Bayangkan bangun pagi dan nggak bisa pergi ke sekolah karena gedungnya rusak parah, atau bahkan berubah jadi tempat pengungsian. Itulah yang dialami anak-anak di pesisir Selat Sunda pasca-gelombang tinggi atau yang sering disebut tsunami mini awal 2024. Rutinitas harian buyar. Tapi di tengah situasi darurat ini, muncul secercah harapan dari tempat yang nggak terduga: sebuah posko TNI. Ceritanya bukan cuma tentang bantuan logistik, tapi tentang bagaimana semangat belajar nggak pernah mati, bahkan di saat paling sulit sekalipun.
Dari Posko Logistik Jadi Sekolah Darurat yang Penuh Warna
Awalnya, posko itu cuma pusat untuk membagikan makanan, air, dan kebutuhan pokok lainnya. Tapi, para anggota TNI di lapangan memperhatikan banyak anak-anak pengungsi yang berkeliaran tanpa kegiatan jelas. Mereka bisa saja hanya bermain di sekitar tenda, tapi risiko kehilangan waktu belajar makin besar. Nah, dari situasi inilah muncul ide spontan yang brilian. Beberapa personel yang punya kemampuan mengajar, dengan sumber daya seadanya, mulai menyulap bagian posko—bisa tenda atau ruang terbuka—menjadi ruang kelas darurat. Peran mereka bertransformasi dalam sekejap: dari prajurit jadi guru dadakan yang penuh dedikasi.
Yang diajarkan nggak muluk-muluk, tapi sangat krusial: membaca dan berhitung dasar, untuk memastikan pengetahuan anak-anak nggak benar-benar terputus. Yang lebih keren lagi, kelas ini nggak cuma soal akademis. Mereka juga ngadain sesi menggambar dan bernyanyi. Kegiatan ini dirancang khusus sebagai dukungan psikososial, membantu memulihkan trauma pasca-bencana yang mungkin dialami anak-anak. Jadi, di ruang kelas darurat itu, mereka nggak cuma mengasah otak, tapi juga menyembuhkan hati sambil tetap bisa tertawa dan berimajinasi.
Dampaknya Nggak Cuma Buat Si Anak, Tapi untuk Seluruh Komunitas
Kehadiran 'sekolah' darurat ini punya efek domino yang positif banget. Pertama, buat anak-anak, mereka kembali punya rutinitas.
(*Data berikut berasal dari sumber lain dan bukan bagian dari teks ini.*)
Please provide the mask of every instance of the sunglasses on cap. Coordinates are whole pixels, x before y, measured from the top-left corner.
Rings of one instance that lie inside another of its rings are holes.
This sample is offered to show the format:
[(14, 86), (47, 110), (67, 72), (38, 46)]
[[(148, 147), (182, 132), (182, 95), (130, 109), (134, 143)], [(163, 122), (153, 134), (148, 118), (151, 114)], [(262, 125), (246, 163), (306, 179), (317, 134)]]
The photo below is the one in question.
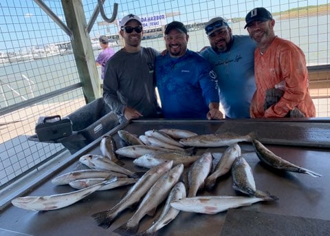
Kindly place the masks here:
[(221, 28), (223, 26), (228, 26), (227, 23), (224, 22), (223, 21), (215, 21), (214, 23), (210, 24), (210, 25), (208, 25), (205, 28), (205, 31), (206, 32), (206, 34), (208, 34), (210, 32), (212, 32), (213, 30)]
[(136, 32), (138, 34), (142, 32), (142, 28), (141, 26), (136, 26), (136, 27), (131, 27), (131, 26), (122, 26), (122, 30), (125, 30), (126, 32), (128, 34), (131, 34), (133, 30)]

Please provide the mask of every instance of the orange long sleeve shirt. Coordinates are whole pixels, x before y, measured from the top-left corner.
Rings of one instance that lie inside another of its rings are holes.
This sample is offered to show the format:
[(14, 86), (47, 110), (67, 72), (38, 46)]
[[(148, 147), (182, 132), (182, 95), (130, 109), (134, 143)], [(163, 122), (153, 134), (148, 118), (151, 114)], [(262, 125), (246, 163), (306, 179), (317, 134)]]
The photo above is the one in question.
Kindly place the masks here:
[[(307, 118), (316, 110), (308, 91), (308, 72), (302, 51), (289, 41), (276, 37), (266, 52), (254, 52), (256, 90), (250, 107), (252, 118), (284, 117), (297, 107)], [(264, 111), (266, 90), (285, 81), (285, 91), (276, 104)]]

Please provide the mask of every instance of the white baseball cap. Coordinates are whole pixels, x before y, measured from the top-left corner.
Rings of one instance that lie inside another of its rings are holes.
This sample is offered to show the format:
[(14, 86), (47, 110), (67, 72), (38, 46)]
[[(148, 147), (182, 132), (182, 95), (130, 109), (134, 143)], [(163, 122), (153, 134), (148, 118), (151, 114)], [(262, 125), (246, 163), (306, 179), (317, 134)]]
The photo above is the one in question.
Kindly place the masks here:
[(142, 25), (142, 23), (141, 22), (141, 19), (140, 19), (139, 17), (135, 16), (135, 14), (130, 14), (124, 17), (123, 19), (122, 19), (122, 20), (119, 23), (119, 26), (120, 27), (124, 26), (127, 23), (127, 22), (131, 20), (135, 20), (138, 21), (141, 24), (141, 25)]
Di tengah ketidakpastian hidup di pengungsian, bangun pagi dan punya tujuan untuk 'pergi belajar' memberikan rasa normalitas dan stabilitas yang sangat berharga. Kedua, buat orang tua, kekhawatiran tentang masa depan pendidikan anak mereka bisa sedikit teredam. Mereka bisa lebih tenang melihat anaknya tetap produktif dan terarah, meski dalam kondisi seadanya. Ini membuktikan bahwa pemulihan pasca-bencana itu nggak cuma soal fisik seperti makan dan tempat tinggal, tapi juga soal menjaga masa depan dan kesehatan mental.
Inisiatif spontan ini juga menunjukkan sisi lain dari peran TNI yang fleksibel dan sangat humanis. Mereka nggak cuma menjaga keamanan wilayah, tapi juga turun tangan langsung menjaga masa depan generasi penerus. Kolaborasi alami antara kekuatan militer dan kebutuhan sosial masyarakat ini adalah bentuk modern dari gotong royong. Ini menunjukkan bahwa solidaritas bisa muncul di mana saja, dari siapa saja, dengan cara yang paling sederhana namun penuh makna.
Cerita sekolah darurat di Selat Sunda ini ngasih kita insight yang penting: di balik setiap bencana, selalu ada ruang untuk kebaikan dan kreativitas. Pendidikan, bahkan dalam format yang paling sederhana, tetaplah simbol harapan. Dengan tetap belajar, anak-anak diajarkan bahwa hidup harus terus berjalan maju. Bagi kita yang melihat dari jauh, cerita ini mengingatkan bahwa kontribusi untuk masyarakat bisa dimulai dari hal-hal kecil yang kita kuasai. Siapa sangka, sebuah tenda dan semangat untuk berbagi ilmu bisa menjadi sumber kekuatan yang begitu besar untuk memulihkan sebuah komunitas?